EAU CLAIRE, Wis. (WEAU) -- With the holiday season approaching many charities around town see an increase in donations, but did you know that by helping out a non-profit, you can save a few bucks yourself?
"As the holidays approach people tend to feel sense of thankfulness, what that often leads to is them wanting to give back, in some shape or form," said Financial Adviser with Ameriprise Financial Adam Mohr.
Mohr says whether it's money or personal items that you're parting with for a good cause this holiday season, save the receipts and you can use the donations as an itemized deduction on your tax return.

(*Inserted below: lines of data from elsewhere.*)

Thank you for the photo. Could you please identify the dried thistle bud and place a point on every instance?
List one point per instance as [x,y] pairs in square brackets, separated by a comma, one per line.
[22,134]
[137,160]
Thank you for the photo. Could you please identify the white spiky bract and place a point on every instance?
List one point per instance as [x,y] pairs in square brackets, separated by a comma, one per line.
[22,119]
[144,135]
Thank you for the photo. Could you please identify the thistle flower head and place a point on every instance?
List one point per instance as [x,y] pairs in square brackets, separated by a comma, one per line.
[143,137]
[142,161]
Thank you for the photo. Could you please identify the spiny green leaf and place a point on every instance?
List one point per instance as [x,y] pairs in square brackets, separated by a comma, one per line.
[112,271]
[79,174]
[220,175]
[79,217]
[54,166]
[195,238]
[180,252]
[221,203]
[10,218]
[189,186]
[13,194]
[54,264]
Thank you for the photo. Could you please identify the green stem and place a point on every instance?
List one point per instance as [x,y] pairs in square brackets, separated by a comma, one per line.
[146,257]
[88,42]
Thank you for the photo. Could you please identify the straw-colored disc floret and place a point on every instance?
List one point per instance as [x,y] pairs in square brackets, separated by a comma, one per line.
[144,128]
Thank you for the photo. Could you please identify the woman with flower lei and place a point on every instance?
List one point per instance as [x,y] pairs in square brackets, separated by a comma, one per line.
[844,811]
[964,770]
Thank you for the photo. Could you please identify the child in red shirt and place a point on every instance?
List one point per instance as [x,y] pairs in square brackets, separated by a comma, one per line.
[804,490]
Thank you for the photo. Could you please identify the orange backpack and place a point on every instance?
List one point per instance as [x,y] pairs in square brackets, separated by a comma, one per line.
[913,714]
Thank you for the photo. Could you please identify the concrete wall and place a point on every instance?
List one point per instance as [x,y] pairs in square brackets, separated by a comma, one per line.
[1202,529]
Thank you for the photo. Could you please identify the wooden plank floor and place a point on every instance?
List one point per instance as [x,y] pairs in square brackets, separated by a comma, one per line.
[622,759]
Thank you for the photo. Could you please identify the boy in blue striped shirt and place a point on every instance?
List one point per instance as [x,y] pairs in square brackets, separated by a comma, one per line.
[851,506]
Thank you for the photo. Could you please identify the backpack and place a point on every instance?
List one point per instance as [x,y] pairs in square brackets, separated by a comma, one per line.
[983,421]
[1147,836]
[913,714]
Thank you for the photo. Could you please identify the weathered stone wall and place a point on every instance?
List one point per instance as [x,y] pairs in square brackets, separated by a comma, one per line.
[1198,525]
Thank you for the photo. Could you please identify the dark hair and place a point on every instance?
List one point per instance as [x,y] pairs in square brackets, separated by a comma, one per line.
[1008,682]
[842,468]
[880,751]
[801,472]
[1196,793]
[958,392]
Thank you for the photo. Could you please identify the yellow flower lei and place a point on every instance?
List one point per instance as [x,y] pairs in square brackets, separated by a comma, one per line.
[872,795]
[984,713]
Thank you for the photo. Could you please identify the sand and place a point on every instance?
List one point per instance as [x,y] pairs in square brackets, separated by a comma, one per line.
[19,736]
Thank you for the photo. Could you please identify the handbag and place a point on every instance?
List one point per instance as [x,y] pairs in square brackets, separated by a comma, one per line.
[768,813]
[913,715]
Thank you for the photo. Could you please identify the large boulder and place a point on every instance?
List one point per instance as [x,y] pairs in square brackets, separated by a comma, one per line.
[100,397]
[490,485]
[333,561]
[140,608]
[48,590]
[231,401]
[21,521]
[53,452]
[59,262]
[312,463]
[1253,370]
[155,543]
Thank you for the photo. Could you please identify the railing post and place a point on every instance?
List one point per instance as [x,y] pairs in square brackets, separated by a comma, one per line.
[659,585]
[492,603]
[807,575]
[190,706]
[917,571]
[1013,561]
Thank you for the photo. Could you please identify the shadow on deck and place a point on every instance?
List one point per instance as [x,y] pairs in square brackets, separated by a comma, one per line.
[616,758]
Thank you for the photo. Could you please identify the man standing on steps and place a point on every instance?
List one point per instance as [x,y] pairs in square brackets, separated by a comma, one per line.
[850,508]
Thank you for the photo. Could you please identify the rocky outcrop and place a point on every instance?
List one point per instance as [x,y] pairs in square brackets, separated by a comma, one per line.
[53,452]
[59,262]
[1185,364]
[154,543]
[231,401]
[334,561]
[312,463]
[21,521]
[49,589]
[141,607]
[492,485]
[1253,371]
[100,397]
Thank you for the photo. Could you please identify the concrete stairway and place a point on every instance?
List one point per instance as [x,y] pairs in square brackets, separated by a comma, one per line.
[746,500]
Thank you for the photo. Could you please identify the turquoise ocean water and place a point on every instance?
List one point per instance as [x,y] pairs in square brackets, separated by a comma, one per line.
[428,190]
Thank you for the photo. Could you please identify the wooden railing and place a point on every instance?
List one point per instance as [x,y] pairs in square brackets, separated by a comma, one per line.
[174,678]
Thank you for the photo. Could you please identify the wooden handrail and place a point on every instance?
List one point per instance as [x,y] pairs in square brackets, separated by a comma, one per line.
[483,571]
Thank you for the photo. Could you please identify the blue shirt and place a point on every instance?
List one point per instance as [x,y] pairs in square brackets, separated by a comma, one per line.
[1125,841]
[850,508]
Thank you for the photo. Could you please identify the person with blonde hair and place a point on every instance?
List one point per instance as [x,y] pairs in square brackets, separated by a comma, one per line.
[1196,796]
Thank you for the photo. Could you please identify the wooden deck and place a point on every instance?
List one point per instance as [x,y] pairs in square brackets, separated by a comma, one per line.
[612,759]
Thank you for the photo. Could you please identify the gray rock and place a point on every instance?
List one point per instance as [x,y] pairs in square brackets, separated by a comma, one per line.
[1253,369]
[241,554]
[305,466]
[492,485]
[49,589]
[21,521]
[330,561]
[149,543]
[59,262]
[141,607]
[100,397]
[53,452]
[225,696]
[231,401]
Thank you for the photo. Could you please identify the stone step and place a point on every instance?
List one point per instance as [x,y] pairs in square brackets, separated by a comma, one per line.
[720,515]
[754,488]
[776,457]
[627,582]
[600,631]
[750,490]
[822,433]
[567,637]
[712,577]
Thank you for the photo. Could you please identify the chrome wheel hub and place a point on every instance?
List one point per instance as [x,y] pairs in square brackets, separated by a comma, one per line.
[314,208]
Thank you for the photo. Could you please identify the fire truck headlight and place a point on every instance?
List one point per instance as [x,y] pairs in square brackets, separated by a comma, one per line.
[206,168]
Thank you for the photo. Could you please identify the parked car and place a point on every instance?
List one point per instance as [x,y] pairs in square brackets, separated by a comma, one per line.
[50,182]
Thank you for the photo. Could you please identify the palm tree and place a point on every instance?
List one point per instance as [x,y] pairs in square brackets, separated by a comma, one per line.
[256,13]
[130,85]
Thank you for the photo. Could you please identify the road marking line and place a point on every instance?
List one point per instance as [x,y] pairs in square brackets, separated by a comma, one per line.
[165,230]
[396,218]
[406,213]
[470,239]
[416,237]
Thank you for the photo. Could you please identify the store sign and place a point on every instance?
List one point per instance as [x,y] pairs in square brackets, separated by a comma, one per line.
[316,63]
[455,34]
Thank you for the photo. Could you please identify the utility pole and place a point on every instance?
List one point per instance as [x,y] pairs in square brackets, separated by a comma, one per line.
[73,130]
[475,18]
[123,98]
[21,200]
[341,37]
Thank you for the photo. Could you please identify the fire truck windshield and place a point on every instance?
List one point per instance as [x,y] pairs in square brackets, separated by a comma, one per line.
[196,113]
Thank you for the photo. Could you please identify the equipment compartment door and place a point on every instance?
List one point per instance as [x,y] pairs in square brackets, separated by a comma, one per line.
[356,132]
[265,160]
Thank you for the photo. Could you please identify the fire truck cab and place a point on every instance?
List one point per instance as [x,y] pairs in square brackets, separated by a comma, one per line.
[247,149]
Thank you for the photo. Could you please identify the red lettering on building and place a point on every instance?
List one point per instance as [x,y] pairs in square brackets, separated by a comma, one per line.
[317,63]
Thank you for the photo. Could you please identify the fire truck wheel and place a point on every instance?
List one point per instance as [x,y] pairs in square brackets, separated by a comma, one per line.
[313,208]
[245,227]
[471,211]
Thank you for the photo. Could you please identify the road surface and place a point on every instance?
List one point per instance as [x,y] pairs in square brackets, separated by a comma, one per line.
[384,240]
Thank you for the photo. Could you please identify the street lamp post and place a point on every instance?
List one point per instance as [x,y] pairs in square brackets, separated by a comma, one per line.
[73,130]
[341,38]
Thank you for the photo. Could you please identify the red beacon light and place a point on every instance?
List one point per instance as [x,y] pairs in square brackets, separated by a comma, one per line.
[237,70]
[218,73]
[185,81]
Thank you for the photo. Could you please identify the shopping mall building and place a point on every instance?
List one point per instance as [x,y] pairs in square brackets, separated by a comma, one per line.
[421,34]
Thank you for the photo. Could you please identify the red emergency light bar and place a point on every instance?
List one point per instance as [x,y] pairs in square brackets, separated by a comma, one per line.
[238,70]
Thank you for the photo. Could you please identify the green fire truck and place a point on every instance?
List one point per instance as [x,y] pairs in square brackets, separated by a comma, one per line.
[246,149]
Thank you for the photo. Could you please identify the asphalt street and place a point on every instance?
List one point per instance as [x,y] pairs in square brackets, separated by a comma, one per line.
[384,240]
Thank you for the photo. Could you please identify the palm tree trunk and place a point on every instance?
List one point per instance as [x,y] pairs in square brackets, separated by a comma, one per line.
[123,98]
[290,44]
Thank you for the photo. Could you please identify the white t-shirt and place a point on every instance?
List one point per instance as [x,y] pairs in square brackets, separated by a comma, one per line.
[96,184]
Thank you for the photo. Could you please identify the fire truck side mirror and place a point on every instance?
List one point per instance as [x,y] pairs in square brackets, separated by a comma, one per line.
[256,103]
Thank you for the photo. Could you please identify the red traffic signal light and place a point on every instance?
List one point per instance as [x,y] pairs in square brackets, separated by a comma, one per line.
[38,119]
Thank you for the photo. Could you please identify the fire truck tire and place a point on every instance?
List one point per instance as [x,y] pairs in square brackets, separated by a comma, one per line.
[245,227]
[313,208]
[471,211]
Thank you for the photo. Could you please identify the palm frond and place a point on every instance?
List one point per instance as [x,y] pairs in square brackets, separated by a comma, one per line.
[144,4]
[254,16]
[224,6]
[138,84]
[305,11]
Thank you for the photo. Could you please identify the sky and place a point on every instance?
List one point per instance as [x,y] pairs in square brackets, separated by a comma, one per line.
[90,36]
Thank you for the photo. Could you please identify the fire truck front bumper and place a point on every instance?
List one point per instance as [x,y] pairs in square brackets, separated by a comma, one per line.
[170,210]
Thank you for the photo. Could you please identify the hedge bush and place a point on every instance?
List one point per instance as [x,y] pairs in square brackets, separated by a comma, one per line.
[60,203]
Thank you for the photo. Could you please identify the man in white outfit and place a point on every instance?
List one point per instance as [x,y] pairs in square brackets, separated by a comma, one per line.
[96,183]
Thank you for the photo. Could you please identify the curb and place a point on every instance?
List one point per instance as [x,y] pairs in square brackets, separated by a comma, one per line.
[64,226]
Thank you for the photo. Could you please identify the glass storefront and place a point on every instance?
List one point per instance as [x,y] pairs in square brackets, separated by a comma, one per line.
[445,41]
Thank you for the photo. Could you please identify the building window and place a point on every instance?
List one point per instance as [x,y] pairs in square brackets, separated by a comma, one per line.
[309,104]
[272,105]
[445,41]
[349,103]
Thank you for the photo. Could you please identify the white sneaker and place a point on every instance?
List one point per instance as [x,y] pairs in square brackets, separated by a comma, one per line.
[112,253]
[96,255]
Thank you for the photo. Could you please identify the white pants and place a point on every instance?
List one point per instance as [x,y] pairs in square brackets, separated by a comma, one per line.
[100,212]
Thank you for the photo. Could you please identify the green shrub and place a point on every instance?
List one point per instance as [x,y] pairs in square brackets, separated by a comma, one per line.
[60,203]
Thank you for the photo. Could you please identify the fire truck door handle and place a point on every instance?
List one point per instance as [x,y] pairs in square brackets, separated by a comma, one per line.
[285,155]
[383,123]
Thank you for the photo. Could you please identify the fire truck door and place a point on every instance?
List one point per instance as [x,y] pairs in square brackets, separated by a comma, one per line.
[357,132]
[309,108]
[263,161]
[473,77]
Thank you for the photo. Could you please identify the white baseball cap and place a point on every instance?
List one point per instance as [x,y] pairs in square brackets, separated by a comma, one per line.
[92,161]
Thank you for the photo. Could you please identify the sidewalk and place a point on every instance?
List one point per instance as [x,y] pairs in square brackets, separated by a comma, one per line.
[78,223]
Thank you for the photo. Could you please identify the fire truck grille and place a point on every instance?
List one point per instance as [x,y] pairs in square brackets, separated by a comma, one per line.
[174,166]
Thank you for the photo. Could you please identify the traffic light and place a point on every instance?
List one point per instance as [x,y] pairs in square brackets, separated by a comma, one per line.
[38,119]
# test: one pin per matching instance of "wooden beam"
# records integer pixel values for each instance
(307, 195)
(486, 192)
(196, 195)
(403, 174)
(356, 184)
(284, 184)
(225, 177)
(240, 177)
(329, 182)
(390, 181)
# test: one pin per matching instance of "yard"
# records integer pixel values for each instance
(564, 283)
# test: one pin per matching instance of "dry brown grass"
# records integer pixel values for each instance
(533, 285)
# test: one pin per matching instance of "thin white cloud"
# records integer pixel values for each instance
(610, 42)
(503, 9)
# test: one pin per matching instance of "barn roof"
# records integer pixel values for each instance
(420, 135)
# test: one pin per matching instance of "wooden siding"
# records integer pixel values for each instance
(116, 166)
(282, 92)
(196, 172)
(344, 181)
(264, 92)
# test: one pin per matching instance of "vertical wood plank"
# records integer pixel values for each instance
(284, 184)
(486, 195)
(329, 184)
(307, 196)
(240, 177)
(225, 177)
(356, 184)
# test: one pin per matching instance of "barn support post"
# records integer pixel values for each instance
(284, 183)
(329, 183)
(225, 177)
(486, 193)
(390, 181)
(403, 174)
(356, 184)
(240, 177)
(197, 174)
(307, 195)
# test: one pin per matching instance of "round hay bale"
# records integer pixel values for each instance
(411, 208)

"If you're over 70.5-years-old and if you're forced to take out your Required Minimum Distribution you are eligible for special prevision, that allows you to direct that Required Minimum Distribution either all of it or portion of it to charities, thus saving you a substantial amount in taxes," explained Mohr.
As every dollar counts for you, the same goes for local charities.
Feed My People Food Bank says 40 percent of its donations come between the months of November and December; donations as big as $500 and as small as just a buck.
"With one dollar we're able to provide 10 dollars worth of food; in fact just yesterday we packed 450 emergency bags for seniors with an average cost of about 25 cents a meal," said Feed My People Food Bank Director Emily Moore.
"Right now we're looking for donations to pay the rent and building maintenance at our homeless shelters; we're looking for donation so we can buy mittens, and gloves and boots for kids in our hit start centers," said Dale Karls with Wisconsin Dairyland.
Karls says about 50 percent of it's donations come in December. But with grants and state funding being cut, all non-profits rely more on the generosity of people.
Financial advisers say the rule of thumb for annual donations is about 5-10 percent of you're income.
Mohr says give whatever you're comfortable giving, even the smallest amount can make a big difference.
Wisconsinites are generous people though; Mohr says last year Wisconsinites donated about 2.7 percent of their income to charities, compared to just 1 percent nationwide.